Find the tables with distribution keys opclass from legacy, and update them to the default one.
- use
fix_distribution_policy.py gen
to generate alter table commands. - use
fix_distribution_policy.py run
to run the alter table commands.
gpadmin@gpdev:~/z/fix_distribution_policy$ python2 fix_distribution_policy.py -h
usage: fix_distribution_policy [-h] [--host HOST] [--port PORT]

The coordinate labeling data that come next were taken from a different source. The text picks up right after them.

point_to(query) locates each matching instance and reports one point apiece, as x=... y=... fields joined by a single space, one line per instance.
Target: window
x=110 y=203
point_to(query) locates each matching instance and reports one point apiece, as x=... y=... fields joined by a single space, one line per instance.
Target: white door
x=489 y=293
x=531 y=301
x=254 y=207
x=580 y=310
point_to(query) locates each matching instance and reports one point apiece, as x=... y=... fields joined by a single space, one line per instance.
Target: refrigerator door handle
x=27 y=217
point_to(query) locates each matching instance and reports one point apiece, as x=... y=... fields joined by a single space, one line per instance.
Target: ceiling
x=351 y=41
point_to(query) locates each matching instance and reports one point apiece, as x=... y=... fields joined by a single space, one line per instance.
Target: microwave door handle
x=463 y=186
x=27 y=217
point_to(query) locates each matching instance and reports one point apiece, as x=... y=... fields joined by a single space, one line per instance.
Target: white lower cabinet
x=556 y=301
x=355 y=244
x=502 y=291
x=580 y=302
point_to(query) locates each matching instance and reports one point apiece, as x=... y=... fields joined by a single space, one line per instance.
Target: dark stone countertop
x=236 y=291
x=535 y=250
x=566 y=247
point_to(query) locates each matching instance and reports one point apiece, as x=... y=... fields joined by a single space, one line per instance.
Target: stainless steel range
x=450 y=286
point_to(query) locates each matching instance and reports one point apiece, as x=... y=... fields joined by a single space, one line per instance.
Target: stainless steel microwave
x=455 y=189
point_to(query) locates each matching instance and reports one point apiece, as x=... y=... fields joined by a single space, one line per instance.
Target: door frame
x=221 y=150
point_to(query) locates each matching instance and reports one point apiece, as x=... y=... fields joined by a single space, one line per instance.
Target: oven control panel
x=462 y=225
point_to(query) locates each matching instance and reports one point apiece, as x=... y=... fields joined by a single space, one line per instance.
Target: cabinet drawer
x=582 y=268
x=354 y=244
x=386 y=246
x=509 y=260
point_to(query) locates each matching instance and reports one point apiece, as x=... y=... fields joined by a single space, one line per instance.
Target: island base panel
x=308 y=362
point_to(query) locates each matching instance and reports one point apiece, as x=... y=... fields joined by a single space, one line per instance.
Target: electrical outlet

[--dbname DBNAME] [--user USER]
{gen,run} ...
positional arguments:
{gen,run} sub-command help
gen generate alter table cmds
run run the alter table cmds
optional arguments:
-h, --help show this help message and exit
--host HOST Greenplum Database hostname
--port PORT Greenplum Database port
--dbname DBNAME Greenplum Database database name
--user USER Greenplum Database user name
gpadmin@gpdev:~/z/fix_distribution_policy$ python2 fix_distribution_policy.py gen -h
usage: fix_distribution_policy gen [-h] [--out OUT] [--dump_legacy_ops]
optional arguments:
-h, --help show this help message and exit
--out OUT outfile path for the alter table commands
--dump_legacy_ops dump all tables with legacy distkey ops
gpadmin@gpdev:~/z/fix_distribution_policy$ python2 fix_distribution_policy.py run -h
usage: fix_distribution_policy run [-h] [--nproc NPROC] [--input INPUT]
optional arguments:
-h, --help show this help message and exit
--nproc NPROC the concurrent proces to run the alter table commands
--input INPUT the file contains all alter table commands
First run test.sql
to generate some data.
gpadmin@gpdev:~/z/fix_distribution_policy$ python2 fix_distribution_policy.py --host localhost --port 6000 --dbname gpadmin --user gpadmin gen --out ./out --dump_legacy_ops
gpadmin@gpdev:~/z/fix_distribution_policy$ cat out
-- dump legacy ops is True
-- normal table, size 0
alter table public.t_old set with (reorganize=true) distributed by (a, b);
-- normal table, size 0
alter table public.t1_old set with (reorganize=true) distributed by (a, b);
--------------------------------
-- partition table, 11 leafs, size 5799936
alter table public.rank_old set with (reorganize=true) distributed by (id);
gpadmin@gpdev:~/z/fix_distribution_policy$ python2 fix_distribution_policy.py --host localhost --port 6000 --dbname gpadmin --user gpadmin gen --out ./out
gpadmin@gpdev:~/z/fix_distribution_policy$ cat out
-- dump legacy ops is False
-- normal table, size 0
alter table public.t_new set with (reorganize=true) distributed by (a, b);
-- normal table, size 0
alter table public.t1_new set with (reorganize=true) distributed by (a, b);
--------------------------------
-- partition table, 11 leafs, size 5734400
alter table public.rank_new set with (reorganize=true) distributed by (id);
gpadmin@gpdev:~/z/fix_distribution_policy$ python2 fix_distribution_policy.py --host localhost --port 6000 --dbname gpadmin --user gpadmin run --nproc 2 --input ./out
2023-07-19 14:07:04,136 - INFO - worker[0]: begin:
2023-07-19 14:07:04,136 - INFO - worker[0]: connect to <gpadmin> ...
2023-07-19 14:07:04,136 - INFO - worker[1]: begin:
2023-07-19 14:07:04,137 - INFO - worker[1]: connect to <gpadmin> ...
2023-07-19 14:07:04,142 - INFO - worker[0]: execute alter command "alter table public.t_new set with (reorganize=true) distributed by (a, b);" ...
2023-07-19 14:07:04,143 - INFO - worker[1]: execute alter command "alter table public.t1_new set with (reorganize=true) distributed by (a, b);" ...
2023-07-19 14:07:04,172 - INFO - Current worker progress: 1 out of 1 queries completed in 0.029 seconds.
2023-07-19 14:07:04,172 - INFO - worker[0]: execute alter command "alter table public.rank_new set with (reorganize=true) distributed by (id);" ...
2023-07-19 14:07:04,172 - INFO - Current worker progress: 1 out of 1 queries completed in 0.029 seconds.
2023-07-19 14:07:04,172 - INFO - worker[1]: finish.
2023-07-19 14:07:04,284 - INFO - Current worker progress: 2 out of 1 queries completed in 0.142 seconds.
2023-07-19 14:07:04,284 - INFO - worker[0]: finish.